Obama was born to a communist mother, raised by “socialist” grandparents, and mentored by communist Frank Marshall Davis. Later, and apparently to this day, he was pals with communists like William Ayers and Bernadine Dorn and nominates communists like Van Jones for key government positions. So, if you ask yourself, WWSD (what would Stalin do), you can usually guess what his response will be.
In the aftermath of the trial and acquittal of George Zimmerman, which would never have happened without pressure from the Obama administration, where a jury of his peers declared that Zimmerman had every right to prevent himself from being killed by Trayvon Martin by using deadly force, how are Obama and his surrogate Eric Holder reacting? Are they doing a mea culpa, “Sorry, we went off half-cocked down the wrong path just as we have done multiple times before”, eg. In the case of Sgt. James Crowley and Henry Louis Gates Jr? Are they going to invite Zimmerman to the White House for some beer and snacks?
Hardly. Instead, they immediately started talking about rescinding “stand your ground” laws, which Florida has, but which was not even invoked in this case. This case, like Sandy Hook and any other case the administration learns about that have to do with guns, simply gives them another excuse to advocate for more gun control laws. As with all Second Amendment cases, your freedom is put in grave jeopardy by the administration’s desire to disarm America.
The history of “stand your ground” laws goes back to English law during the Middle Ages when the King claimed that he was the only person authorized to take the life of another man. The concept of self-defense was unknown, and was not accepted in court. As long as the prosecution could prove that a man took another’s life, conviction was mandatory. Pardons were later issued in some cases, but as people did not wait on death row for decades as they do now, that was little comfort to the convicted “felon”.
As English law developed, the concept of self-defense began to be understood, but the defendant always had the obligation to retreat. The only exception that was allowed was if the defendant was in his home at the time of the attack, the so-called “castle doctrine”. The idea behind it is twofold. First, the home is seen as the last retreat; once home, you can retreat no further. To require you to go into a different room is specious. Second, a home should be a place of sanctuary, and to make it not so encourages home invasion.
In America, unfortunately some states still adhere to the requirement to retreat. In most, however, the “True man” doctrine prevails, where a person who did not instigate the attack does not have to retreat from an actual or threatened attack if he is in a place where he has a right to be and he has a reasonable fear of death or serious bodily injury as a result. This was upheld in the famous Supreme Court case BEARD v. U S, 158 U.S. 550 (1895) which you can read here.

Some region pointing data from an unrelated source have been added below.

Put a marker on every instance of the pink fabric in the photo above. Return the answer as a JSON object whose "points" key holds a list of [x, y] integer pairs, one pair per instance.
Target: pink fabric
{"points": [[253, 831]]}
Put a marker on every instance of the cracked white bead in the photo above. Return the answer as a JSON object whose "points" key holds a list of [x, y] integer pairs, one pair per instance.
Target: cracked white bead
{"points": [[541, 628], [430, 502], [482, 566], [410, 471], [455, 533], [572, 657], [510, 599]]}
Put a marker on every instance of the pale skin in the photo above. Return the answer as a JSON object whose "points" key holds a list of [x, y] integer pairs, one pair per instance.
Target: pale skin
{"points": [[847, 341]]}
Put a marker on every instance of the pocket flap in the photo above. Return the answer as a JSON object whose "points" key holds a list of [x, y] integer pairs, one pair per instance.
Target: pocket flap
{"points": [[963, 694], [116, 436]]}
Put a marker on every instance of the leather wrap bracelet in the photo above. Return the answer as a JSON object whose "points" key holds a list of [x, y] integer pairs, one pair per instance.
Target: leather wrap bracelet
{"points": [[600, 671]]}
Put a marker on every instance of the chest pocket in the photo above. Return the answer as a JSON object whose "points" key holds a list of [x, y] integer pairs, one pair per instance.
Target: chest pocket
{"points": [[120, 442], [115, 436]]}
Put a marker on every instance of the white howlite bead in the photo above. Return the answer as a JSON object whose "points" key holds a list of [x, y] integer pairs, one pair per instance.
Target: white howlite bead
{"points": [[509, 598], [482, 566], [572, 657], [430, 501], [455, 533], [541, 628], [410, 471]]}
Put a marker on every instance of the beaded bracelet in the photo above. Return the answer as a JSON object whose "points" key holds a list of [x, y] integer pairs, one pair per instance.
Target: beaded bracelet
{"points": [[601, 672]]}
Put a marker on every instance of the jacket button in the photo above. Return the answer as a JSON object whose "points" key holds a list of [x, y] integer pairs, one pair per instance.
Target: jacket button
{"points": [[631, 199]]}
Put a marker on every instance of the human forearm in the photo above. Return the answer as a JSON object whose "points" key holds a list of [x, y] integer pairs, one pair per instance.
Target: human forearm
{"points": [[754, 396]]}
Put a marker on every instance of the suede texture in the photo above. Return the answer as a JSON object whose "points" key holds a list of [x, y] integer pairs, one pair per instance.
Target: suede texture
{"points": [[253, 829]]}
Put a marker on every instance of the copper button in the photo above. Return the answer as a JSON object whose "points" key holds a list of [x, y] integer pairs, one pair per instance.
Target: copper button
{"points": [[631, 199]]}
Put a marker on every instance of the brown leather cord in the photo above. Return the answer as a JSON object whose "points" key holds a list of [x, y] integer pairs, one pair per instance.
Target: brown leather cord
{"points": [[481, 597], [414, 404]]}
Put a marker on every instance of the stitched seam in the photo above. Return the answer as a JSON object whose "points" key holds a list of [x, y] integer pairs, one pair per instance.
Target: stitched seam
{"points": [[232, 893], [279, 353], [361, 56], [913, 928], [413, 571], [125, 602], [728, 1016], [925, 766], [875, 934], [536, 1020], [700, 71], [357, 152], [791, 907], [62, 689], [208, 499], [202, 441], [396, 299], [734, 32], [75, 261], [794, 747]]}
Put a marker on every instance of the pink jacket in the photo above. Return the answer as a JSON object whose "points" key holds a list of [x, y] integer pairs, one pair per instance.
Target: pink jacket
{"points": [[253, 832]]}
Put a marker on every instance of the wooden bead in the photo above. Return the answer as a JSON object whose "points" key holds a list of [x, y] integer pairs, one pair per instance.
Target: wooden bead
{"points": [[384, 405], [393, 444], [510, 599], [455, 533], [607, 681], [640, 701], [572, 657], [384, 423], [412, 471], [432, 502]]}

A relative of a farmer by the name of Beard had died and Beard received one of three of his sons,
Edward Jones, to raise, along with a cow to ease that financial burden. After some years with the Beard family, Edward decided to leave and join his older brothers, Will and John, and to take the cow with him. The three men showed up on the Beard farm, intent on taking the cow, but Beard told them out and never come back, and that he wouldn’t give them the cow unless a court decreed that he should.